Porque la barbarie implica consciencia y eso es algo exclusivo de los humanos. La
maldad humana, según Mankell, sería fruto de las circunstancias. Con estos
fundamentos filosóficos, tan en boga en la actualidad, el resto de la ideología
que traslucen estas páginas tiene su coherencia, pero a mi me resulta
insuficiente y, en el fondo, acomodaticia.
Un
acto violento, un asesinato, es maldad, ciertamente, pero no siempre. Se puede
matar por estupidez, por algo sin valor. Pero la maldad, en mi opinión, sí
existe y es algo que se debe tener en cuanta y que resulta determinante. La maldad
es la voluntad de dañar al otro, por las razones que sean, de regodearte en el
daño causado. El objetivo del mal es hacer daño. Las causas pueden ser muy
variadas: odio, resentimiento, envidia, venganza, orgullo, celos, vanidad,
ansia de poder… El mal existe y negarlo marca para mí la diferencia entre los
escritores.
He
leído este libro manteniendo un continuo y agotador debate con el autor. Por
descontado, no se puede estar en desacuerdo con la gran cantidad de asuntos que
se denuncian aquí, algunos estremecedores, como los niños abandonados en
Africa, o los niños soldados o cualquier otro de similares características.

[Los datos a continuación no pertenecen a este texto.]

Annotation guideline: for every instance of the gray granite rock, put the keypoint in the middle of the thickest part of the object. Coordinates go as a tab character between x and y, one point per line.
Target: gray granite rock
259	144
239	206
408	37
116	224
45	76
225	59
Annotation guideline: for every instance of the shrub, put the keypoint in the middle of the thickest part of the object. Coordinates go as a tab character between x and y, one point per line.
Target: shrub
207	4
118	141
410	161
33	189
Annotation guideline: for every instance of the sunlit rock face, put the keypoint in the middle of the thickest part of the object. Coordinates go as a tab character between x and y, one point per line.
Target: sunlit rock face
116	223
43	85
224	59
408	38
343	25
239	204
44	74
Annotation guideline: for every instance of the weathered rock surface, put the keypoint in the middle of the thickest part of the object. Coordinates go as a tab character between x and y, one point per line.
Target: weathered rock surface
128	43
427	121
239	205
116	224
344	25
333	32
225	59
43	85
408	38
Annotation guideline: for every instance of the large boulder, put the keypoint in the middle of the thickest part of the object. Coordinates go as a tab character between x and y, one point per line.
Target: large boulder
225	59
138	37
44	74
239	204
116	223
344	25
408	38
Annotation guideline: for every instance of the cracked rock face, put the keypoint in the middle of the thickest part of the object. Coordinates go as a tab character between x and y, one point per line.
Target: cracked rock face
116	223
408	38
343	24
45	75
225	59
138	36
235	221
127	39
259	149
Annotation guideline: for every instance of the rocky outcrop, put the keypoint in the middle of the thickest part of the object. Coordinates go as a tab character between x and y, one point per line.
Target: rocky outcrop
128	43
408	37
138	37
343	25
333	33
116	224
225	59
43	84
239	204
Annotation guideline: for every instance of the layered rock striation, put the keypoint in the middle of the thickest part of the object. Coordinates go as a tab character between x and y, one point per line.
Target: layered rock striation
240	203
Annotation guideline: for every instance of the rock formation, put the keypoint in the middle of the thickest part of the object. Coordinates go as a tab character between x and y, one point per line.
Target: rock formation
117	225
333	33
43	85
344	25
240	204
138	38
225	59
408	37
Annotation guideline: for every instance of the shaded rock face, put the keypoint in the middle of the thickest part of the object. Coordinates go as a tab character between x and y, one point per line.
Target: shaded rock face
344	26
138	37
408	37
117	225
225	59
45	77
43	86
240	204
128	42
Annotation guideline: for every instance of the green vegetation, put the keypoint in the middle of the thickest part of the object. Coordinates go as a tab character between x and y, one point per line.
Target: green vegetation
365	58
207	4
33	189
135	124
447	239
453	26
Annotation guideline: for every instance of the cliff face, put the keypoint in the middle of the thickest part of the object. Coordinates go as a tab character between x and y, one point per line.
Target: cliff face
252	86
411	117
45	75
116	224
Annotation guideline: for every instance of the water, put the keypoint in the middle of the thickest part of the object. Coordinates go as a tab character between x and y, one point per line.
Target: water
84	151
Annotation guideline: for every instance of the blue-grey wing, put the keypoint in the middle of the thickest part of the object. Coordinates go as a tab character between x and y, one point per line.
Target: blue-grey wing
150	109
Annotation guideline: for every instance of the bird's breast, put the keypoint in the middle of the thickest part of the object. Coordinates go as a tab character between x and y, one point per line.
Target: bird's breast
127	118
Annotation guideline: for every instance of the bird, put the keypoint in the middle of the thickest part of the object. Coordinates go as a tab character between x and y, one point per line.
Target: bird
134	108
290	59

Pero todo esto ya lo tenemos al alcance de la mano cada día. Basta con poner la
televisión a la hora de los telediarios.
Otro
de los temas que me han sorprendido es el de su madre. Casi al final del libro
nos revela que no conoció a su madre hasta los 15 años. Ella “hizo lo que
suelen hacer los hombres: se largó”. “Dio a luz a cuatro hijos pero, en
realidad, no creo que tuviera instinto maternal. Era demasiado inquieta, le
faltaba paciencia, siempre quería estar en otro sitio… Me reconozco en
bastantes de esos rasgos.”
Se
vieron por primera vez en un restaurante de Estocolmo. “Nos hicimos amigos,
aunque sin intimar demasiado, durante los diez años siguientes, hasta su
muerte.”
Esta
frialdad, por parte de ambos, me resulta extraña, me desconcierta. Paul Léautaud
, por ejemplo, hizo parte de su literatura a cuenta del abandono que sufrió de
niño por parte de su madre. Mankell apenas le dedica una página. Pero, por
descontado, no se puede esperar que todo el mundo reaccione de la misma forma.
Creo
que la verdadera maestría de Henning Mankell estaba en la novela.
Henning Mankell, Arenas movedizas, Tusquets editores, 2015. Traducción de Carmen Montes Cano.